Per ora l'agonia della tigre singaporeana è stata evitata anche grazie al passaggio di Hong Kong alla Cina: molte delle compagnie internazionali che avevano la loro sede asiatica nell'ex colonia britannica, hanno preferito trasferirsi a Singapore piuttosto che rischiare di incappare nelle maglie della burocrazia di Pechino. La Malaysia, ha però già costruito la sua "Silicon Valley" nell'isola di Penang e l'Indonesia, con un presidente come Habibie propenso a fare del proprio paese una nazione all'avanguardia nel campo dell'Hi-Tech, non tarderà a riproporsi al mercato del settore.

In altri periodi, sotto la guida di Lee, Singapore avrebbe risposto alla minaccia dei vicini con aggressività, utilizzando la sua esperienza e i legami con gli istituti finanziari a mo' di artigli, non esitando a imprimere un'accelerata alla filosofia economica del lasseiz-faire che, assieme alla stabilità sociale e politica, è stata il leit motif della storia del Paese sin dai tempi di Raffles.

Ma Singapore stesso e l'economia mondiale non son più quelli di dieci anni fa: la globalizzazione ha rotto ogni schema, rendendo le economie dei singoli paesi interdipendenti l'una con l'altra. Inoltre al governo della piccola isola non c'è più il duro e dispotico Lee Kuan Yew, ma il più malleabile Goh Chong Tong. Il quale ha capito che il suo paese non avrebbe sostenuto, a lungo andare, il confronto con i due giganti. E allora, piuttosto di riproporre una sorta di konfrontasi economica, ha preferito cercare un accordo che possa avvantaggiare tutti sfruttando le migliori opportunità che Malaysia, Indonesia e Singapore possono offrire.

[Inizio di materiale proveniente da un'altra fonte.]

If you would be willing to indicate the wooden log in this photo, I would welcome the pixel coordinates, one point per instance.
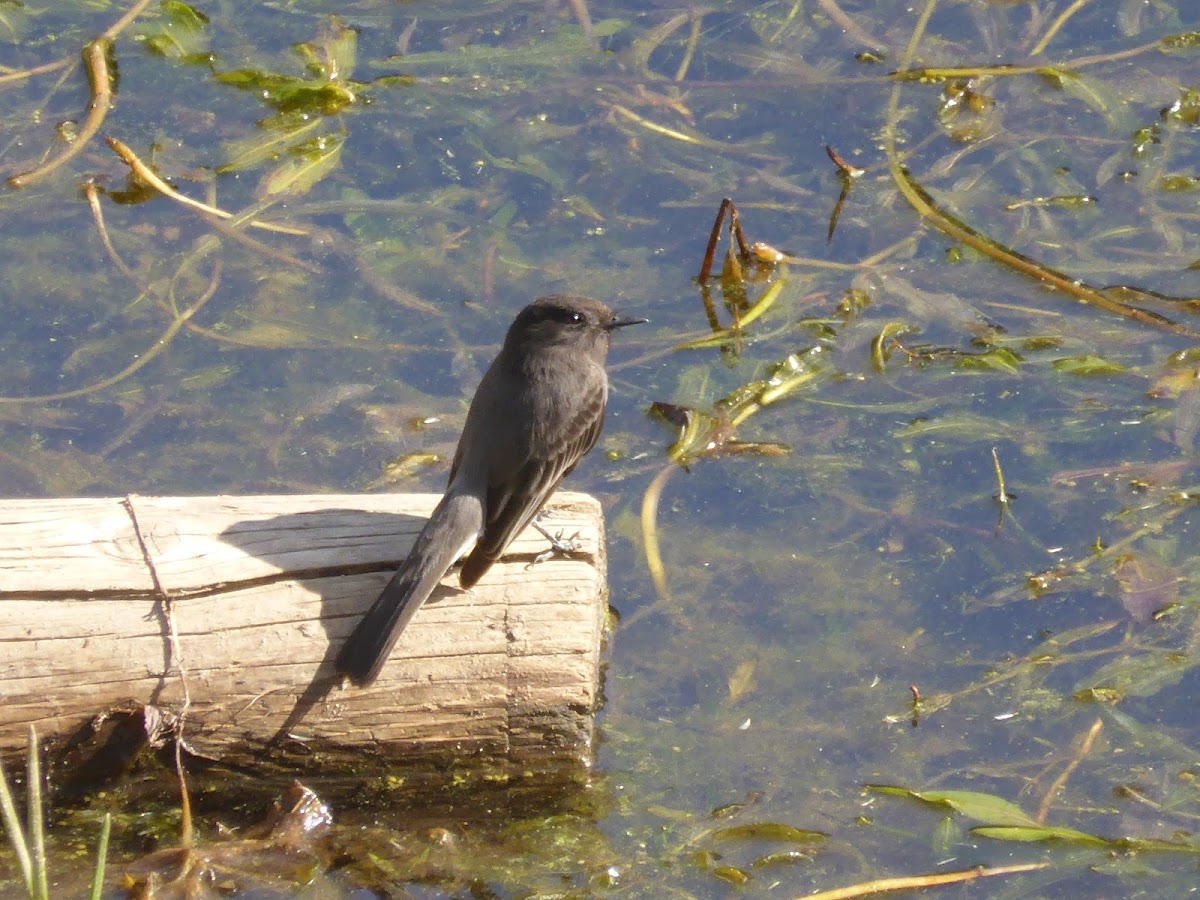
(262, 591)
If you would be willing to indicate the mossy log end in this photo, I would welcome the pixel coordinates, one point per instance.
(235, 607)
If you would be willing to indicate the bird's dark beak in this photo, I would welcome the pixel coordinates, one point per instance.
(621, 323)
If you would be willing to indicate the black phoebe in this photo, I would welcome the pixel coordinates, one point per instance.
(538, 409)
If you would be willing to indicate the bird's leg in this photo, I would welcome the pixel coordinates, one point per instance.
(558, 544)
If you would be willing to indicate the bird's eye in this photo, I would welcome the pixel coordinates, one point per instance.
(568, 317)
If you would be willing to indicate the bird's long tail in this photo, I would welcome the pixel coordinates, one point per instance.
(450, 532)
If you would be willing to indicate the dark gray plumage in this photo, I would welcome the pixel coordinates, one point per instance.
(538, 409)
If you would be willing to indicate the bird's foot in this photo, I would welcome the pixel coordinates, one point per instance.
(559, 546)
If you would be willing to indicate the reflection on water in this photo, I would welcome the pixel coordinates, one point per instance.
(436, 166)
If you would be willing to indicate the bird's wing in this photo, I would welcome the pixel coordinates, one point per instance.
(514, 502)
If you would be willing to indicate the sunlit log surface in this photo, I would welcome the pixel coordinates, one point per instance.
(262, 592)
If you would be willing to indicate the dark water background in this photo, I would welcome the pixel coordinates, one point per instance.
(451, 161)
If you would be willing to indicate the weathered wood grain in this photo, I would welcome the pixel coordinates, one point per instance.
(262, 591)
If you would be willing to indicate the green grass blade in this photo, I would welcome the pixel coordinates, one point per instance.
(97, 877)
(16, 835)
(36, 831)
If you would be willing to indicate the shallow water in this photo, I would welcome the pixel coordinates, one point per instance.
(449, 162)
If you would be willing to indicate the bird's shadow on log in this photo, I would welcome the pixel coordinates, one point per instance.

Dovrebbe quindi nascere un "Triangolo di Crescita", un'area geografica che ha gli epigoni tra la città di Johor, in Malaysia, Singapore e l'isola indonesiana di Bintan, la più settentrionale dell'Arcipelago delle Riau. Johor potrebbe offrire terreno per nuovi insediamenti industriali con regole ambientali meno ferree; l'Indonesia potrebbe coprire il fabbisogno di manodopera a basso costo e Singapore garantirebbe tecnologie, infrastrutture, collegamenti internazionali di prim'ordine.

Il "Triangolo di Crescita" sembra però che debba essere un'idea destinata a rimanere tale. Mohamad Mahathir, il premier malese, è fermamente intenzionato a creare un corridoio preferenziale con l'Indonesia bypassando Singapore: la costruzione del nuovo aeroporto di Kuala Lumpur e la ristrutturazione del porto di Port Klang, sono risposte già sufficientemente chiare al progetto di Goh.

"Se vi dovrà essere una nuova ripresa economica per Singapore, se la dovranno costruire gli stessi abitanti della città. Solo Singapore può aiutare Singapore", mi ricorda un tecnico polacco.